In stark contrast, a traditional Monte Carlo simulation using unimodal distributions produces a load profile with a single, misplaced peak around 16:00, which does not align with real-world user behavior patterns. This discrepancy arises because the single normal distribution averages out the distinct morning/evening behavioral modes into one artificial central peak. The proposed method’s output is not only more accurate but also provides actionable insights for grid operators, such as identifying the true timing of stress periods (late evening) and potential opportunities for load shifting (e.g., incentivizing charging away from the 21:00 peak).
| Performance Metric | Traditional Monte Carlo | Enhanced GMM-GRA Monte Carlo |
|---|---|---|
| Distribution Fit Accuracy | Low (fails to capture multimodality) | High (correlation coeff. up to 0.9995) |
| Peak Load Timing | Inaccurate (e.g., predicts peak at ~16:00) | Accurate (predicts peak at ~21:00, aligns with reality) |
| Profile Realism | Unrealistic single-peak profile | Realistic multi-peak profile matching behavior |
| Result Robustness | Low (susceptible to single-sample randomness) | High (uses optimal set screened via GRA) |
| Model Heterogeneity | Limited (often homogeneous battery capacity) | Comprehensive (Gamma-distributed capacity, vehicle-specific models) |
5. Conclusion
Accurate forecasting of the charging load from a growing population of battery EV cars is essential for the secure and efficient integration of electric transportation. This article has presented a significant enhancement to the conventional Monte Carlo simulation framework by integrating two key methodological improvements: Gaussian Mixture Modeling (GMM) and Grey Relational Analysis (GRA).

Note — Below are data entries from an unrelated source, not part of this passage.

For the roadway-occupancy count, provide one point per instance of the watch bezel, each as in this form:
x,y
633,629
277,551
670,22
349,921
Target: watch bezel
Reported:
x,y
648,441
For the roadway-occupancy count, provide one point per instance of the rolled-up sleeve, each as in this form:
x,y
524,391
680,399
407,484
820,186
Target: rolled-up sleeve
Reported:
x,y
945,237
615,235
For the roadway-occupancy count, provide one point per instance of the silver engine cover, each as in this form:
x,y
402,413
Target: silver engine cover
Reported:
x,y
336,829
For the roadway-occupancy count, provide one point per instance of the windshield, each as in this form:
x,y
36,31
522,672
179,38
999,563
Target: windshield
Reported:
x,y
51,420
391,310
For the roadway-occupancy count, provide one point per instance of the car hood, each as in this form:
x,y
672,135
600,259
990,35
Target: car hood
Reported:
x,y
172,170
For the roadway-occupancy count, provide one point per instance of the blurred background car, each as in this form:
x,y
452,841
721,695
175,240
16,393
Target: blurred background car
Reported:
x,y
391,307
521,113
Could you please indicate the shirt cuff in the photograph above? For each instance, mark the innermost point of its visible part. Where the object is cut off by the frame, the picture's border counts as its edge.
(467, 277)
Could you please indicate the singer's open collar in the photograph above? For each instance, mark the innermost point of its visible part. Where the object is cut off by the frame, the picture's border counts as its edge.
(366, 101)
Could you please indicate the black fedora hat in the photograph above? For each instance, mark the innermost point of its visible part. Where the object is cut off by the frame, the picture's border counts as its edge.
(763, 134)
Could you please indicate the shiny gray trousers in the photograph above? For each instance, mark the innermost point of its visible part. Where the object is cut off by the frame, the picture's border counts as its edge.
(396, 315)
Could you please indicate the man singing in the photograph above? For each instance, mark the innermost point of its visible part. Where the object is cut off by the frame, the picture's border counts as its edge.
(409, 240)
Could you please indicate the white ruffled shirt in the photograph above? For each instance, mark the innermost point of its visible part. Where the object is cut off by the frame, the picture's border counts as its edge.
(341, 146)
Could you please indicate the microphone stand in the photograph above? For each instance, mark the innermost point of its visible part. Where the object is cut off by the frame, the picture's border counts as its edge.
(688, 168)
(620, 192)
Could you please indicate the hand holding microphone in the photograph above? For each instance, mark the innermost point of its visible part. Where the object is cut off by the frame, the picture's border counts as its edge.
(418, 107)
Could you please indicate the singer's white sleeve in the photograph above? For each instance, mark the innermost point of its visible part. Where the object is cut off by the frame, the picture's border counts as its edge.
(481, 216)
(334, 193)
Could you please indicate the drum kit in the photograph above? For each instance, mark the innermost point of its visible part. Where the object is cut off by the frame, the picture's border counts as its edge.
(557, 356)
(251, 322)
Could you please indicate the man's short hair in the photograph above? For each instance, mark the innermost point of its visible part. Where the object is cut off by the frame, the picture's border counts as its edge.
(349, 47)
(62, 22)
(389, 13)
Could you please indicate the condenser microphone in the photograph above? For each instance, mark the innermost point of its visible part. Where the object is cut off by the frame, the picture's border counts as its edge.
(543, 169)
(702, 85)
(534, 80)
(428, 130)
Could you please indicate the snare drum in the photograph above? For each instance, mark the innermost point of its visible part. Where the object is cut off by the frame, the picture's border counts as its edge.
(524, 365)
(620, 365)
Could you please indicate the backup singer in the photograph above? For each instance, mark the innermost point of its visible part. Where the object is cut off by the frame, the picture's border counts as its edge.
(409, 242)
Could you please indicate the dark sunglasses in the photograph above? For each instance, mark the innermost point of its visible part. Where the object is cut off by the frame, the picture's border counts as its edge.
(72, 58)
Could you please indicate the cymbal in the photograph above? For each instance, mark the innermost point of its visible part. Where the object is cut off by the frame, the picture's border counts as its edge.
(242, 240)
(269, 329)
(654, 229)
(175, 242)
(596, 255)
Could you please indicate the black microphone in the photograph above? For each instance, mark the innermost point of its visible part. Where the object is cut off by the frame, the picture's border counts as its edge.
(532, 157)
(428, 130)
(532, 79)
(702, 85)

The use of GMM, with its component number optimized by BIC, successfully addresses the critical limitation of traditional unimodal distributions. It enables the precise fitting of the complex, multimodal probability distributions that characterize real-world charging start times and initial SOC levels for different types of battery EV cars. Directly modeling \(SOC_{start}\) as a stochastic variable, rather than deriving it from mileage, further enhances model fidelity and breaks the inaccurate “one-charge-per-day” assumption. Introducing the Gamma distribution for battery capacity effectively captures the heterogeneity within the vehicle fleet.
The incorporation of GRA introduces a robust screening layer to the probabilistic simulation. By generating multiple candidate sample sets and selecting the one with the highest relational degree to the original data, the method effectively filters out the influence of extreme random values that can distort a forecast based on a single sample. This process markedly improves the stability and representativeness of the final load prediction.
Simulation results confirm the superiority of the proposed framework. It generates a temporally accurate load profile with peaks aligned with known user behavior patterns (e.g., evening peak for private cars, midday peak for buses), which is a substantial improvement over the distorted profile produced by the traditional method. The enhanced Monte Carlo simulation provides grid planners and operators with a more reliable tool for anticipating the demand from battery EV cars, facilitating better infrastructure investment decisions, more effective demand response program design, and ultimately, a more resilient and sustainable power system for the era of electrified mobility.